- Born: December 19, 1950 El Dorado, Arkansas, U.S.
- Died: February 14, 2006 (aged 55)
- Occupations: Film historian, author, accountant
- Parent(s): John F. Fitzgerald (father) Tommie Mae Fitzgerald (mother)
- Relatives: Jon David Fitzgerald (nephew) Jerry Wayne Fitzgerald (brother)

= Michael G. Fitzgerald =

American historian (1950–2006)

Michael G. Fitzgerald (December 19, 1950 – February 14, 2006) was a film historian and author.

Fitzgerald was a native of El Dorado, Arkansas. His best-known work was 1977's Universal Pictures: A Panoramic History in Words, Pictures, and Filmographies (published by Arlington House), which chronicled the history of the studio.

He also co-authored two books with Boyd Magers, Western Women and Ladies of the Western, both from McFarland & Co., which consisted of interviews with many leading ladies of western films. He dedicated this book to his nephew, Jon Fitzgerald, who grew up watching old movies with Michael as a small boy.

Fitzgerald was also noted for co-hosting the annual Jivin' Jacks and Jills Hollywood Reunion in Studio City, California for over 20 years. Named after a dance troupe that performed in Universal films in the 1940s, the event began as a reunion for Universal actors. Fitzgerald was also an active participant in organizing the annual Memphis Film Festival from the early 2000s.

He worked as an accountant in Shreveport, Louisiana, until retiring about 2004. He died at the age of 55 from a staph infection in his foot.

Fitzgerald's family includes his father, John F. Fitzgerald, his mother Tommie Mae Fitzgerald, his brother, Jerry Wayne Fitzgerald; and his nephew, Jon David Fitzgerald.
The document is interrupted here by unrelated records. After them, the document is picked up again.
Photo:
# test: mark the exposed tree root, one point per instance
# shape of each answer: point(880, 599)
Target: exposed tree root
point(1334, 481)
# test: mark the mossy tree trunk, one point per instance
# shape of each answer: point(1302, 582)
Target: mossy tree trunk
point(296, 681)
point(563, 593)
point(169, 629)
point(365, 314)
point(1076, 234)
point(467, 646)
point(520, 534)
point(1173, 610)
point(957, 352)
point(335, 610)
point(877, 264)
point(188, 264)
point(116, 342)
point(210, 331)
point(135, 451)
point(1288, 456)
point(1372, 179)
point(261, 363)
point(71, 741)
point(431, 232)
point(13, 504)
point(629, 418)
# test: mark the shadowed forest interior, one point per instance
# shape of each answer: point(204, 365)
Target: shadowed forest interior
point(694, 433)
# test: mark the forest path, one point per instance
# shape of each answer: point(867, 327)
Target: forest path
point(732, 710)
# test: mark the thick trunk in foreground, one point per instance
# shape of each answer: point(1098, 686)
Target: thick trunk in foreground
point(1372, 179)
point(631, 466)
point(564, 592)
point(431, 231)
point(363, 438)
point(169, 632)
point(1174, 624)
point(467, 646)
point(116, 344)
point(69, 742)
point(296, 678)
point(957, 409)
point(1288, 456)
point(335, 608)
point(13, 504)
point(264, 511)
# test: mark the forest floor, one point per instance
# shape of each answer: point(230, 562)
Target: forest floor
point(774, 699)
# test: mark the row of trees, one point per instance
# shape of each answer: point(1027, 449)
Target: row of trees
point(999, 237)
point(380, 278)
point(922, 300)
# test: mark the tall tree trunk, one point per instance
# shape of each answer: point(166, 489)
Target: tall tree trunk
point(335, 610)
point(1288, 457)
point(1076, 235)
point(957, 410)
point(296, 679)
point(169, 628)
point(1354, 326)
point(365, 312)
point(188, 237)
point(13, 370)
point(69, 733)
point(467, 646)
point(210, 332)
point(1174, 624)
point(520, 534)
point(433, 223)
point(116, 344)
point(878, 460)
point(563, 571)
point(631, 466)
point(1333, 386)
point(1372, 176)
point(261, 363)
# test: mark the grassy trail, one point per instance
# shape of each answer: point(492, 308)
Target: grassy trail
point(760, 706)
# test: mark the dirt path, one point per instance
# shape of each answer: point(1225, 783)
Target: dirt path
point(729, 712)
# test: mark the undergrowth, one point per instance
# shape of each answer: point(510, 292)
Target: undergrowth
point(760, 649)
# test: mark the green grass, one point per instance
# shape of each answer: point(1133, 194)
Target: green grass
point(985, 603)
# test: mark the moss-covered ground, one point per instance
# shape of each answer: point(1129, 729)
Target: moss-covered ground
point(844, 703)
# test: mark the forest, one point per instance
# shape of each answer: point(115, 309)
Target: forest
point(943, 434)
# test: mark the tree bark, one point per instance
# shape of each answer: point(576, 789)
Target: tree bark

Some time in the late 1960s, Michael's fiancée was killed in an automobile accident, and he never married.

Fitzgerald's favorite movies included musicals with Donald O'Connor, Peggy Ryan, and Gloria Jean, Abbott and Costello films; and classic horror movies such as Frankenstein (1931) and The Wolfman (1941). Fitzgerald spent hours every weekend in his screening room watching these classics on old reel-to-reel films.